About 2 years ago my doctor in China (Internal Medicine Specialist) mentioned that there were some reports of increased incidence of lymphoma in patients taking TNF blockers. At the time I just acknowledged it and didn’t take it any further. It was pretty obvious to me that life sucks without a TNF blocker, and a choice between a) use a TNF blocker and live life like a normal person or b) no TNF blocker and limp along daily in agonizing pain, not being able to play with the kids, and have horrible scaly lesions on my body which cause small children to scream and flee; then I’m pretty likely to go with a). There was also the fact that there was no conclusive evidence that there was an increased risk, and how big that risk was (if it did indeed exist).
Well I came across an FDA Alert a couple of months ago, and thought I’d put a reference to it here in case any of my fellow psoriatic arthritis warriors taking a TNF blocker missed it. In summary the alert states:
“HSTCL is an aggressive (fast-growing) cancer and is usually fatal. The majority of cases reported were in patients being treated for Crohn’s disease or ulcerative colitis, but also included a patient being treated for psoriasis and two patients being treated for rheumatoid arthritis. FDA is now updating the number of reported cases of HSTCL.”
The warning also seems to imply that the risk is present for those taking a TNF inhibitor in combination with azathioprine and/or mercaptopurine.
“Although most reported cases of HSTCL occurred in patients treated with a combination of medicines known to suppress the immune system, including the TNF blockers, azathioprine, and/or mercaptopurine, there have been cases reported in patients receiving azathioprine or mercaptopurine alone.”
There has been some study over the years regarding whether TNF blockers create an increased risk for lymphomas. I have had a quick review of what I can find on the Internet, and it appears that there is nothing conclusive. This review claims “It is possible that TNF-inhibiting drugs have contradictory effects — raising cancer risk in some situations and lowering it in others“. However there is no date given on this report. This report from Medscape also states “data on the overall occurrence of cancer following treatment with anti-TNF-α blockers are contradictory“. You can only access the conclusion if you are a member. I have copied it here for your convenience:
“Despite theoretical concerns about predisposition to cancer with anti-TNF therapies, no consistent signal for concern has emerged to date from randomized clinical trials or observational databases.
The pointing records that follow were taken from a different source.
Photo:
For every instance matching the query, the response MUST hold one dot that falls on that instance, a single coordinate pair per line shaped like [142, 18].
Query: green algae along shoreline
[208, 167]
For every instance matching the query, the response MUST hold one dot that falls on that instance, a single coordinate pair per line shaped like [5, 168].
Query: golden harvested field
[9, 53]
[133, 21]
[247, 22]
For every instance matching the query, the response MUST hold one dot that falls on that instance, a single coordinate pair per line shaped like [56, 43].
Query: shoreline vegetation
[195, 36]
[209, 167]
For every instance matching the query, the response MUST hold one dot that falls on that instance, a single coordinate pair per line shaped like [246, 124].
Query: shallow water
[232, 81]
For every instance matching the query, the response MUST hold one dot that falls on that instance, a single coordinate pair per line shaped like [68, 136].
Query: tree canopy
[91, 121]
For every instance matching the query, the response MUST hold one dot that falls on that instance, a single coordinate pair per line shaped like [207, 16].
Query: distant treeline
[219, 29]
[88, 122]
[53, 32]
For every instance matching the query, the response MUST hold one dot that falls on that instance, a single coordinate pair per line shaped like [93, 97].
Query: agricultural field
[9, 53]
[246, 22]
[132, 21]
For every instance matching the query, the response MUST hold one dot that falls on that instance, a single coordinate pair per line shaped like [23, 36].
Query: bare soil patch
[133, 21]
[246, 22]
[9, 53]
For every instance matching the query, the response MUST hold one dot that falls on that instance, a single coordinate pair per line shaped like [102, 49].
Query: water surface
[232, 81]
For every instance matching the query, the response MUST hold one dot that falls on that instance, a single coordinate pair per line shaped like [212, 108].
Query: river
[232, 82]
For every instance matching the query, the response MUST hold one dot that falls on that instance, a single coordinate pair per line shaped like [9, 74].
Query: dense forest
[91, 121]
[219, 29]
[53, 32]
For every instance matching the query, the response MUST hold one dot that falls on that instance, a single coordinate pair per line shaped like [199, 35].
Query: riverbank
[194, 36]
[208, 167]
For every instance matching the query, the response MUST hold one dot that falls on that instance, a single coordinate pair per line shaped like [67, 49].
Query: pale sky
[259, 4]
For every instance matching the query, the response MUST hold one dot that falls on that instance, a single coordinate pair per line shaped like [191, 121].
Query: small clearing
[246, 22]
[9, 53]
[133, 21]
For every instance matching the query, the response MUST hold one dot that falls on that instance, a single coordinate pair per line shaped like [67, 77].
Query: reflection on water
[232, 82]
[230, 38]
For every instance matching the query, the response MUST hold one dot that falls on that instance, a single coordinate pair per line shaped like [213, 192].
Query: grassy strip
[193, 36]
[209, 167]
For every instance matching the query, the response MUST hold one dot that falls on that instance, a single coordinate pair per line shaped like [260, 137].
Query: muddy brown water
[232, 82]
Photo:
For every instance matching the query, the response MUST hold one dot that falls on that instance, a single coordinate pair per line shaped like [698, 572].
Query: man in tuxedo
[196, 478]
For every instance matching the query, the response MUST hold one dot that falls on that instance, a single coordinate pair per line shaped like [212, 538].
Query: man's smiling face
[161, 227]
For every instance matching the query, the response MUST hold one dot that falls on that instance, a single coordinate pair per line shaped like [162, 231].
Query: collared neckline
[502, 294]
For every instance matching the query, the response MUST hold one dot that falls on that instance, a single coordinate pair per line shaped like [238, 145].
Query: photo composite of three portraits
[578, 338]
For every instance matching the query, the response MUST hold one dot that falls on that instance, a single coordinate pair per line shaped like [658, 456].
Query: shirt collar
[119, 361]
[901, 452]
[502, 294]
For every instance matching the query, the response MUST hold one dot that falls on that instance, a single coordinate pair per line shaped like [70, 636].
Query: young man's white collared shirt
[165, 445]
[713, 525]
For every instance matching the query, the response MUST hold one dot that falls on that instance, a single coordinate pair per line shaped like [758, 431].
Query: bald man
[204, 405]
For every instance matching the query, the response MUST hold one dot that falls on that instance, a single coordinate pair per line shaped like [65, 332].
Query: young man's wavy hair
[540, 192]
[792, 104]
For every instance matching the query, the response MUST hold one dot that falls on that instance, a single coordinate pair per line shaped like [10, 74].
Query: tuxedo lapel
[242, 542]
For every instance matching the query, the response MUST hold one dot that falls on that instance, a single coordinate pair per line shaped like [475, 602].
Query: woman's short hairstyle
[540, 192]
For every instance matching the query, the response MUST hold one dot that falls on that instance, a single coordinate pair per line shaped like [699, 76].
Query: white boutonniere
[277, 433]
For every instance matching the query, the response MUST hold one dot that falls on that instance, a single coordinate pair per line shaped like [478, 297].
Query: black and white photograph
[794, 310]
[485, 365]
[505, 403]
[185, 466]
However, development of skin tumors should be monitored closely, and ongoing scrutiny of observational databases will be needed to make sure that long-term suppression of TNF-α is not associated with late-tumor development. Patients with previous cancer have to be monitored closely because of the possibility that they might be more vulnerable to subsequent tumor development on anti-TNF drugs.”
There has also been some discussion on whether perhaps TNF blockers raise the risk of lymphomas / cancers in children, with this report from July 31, 2010. However as yet there is still no definitive conclusion.
So, in conclusion, TNF blocker may or may not increase the risk of lymphoma. It would be smart to be aware of the signs and symptoms of HSTCL, i.e. these may include splenomegaly (enlarged spleen), hepatomegaly (enlarged liver), abdominal pain, persistent fever, night sweats, and weight loss. Naturally you would only be aware of the first two (enlarged spleen / liver) if you happened to have a diagnostic test such as ultrasound done. If you have an annual checkup and it includes an ultrasound, it may be worth asking them to check this.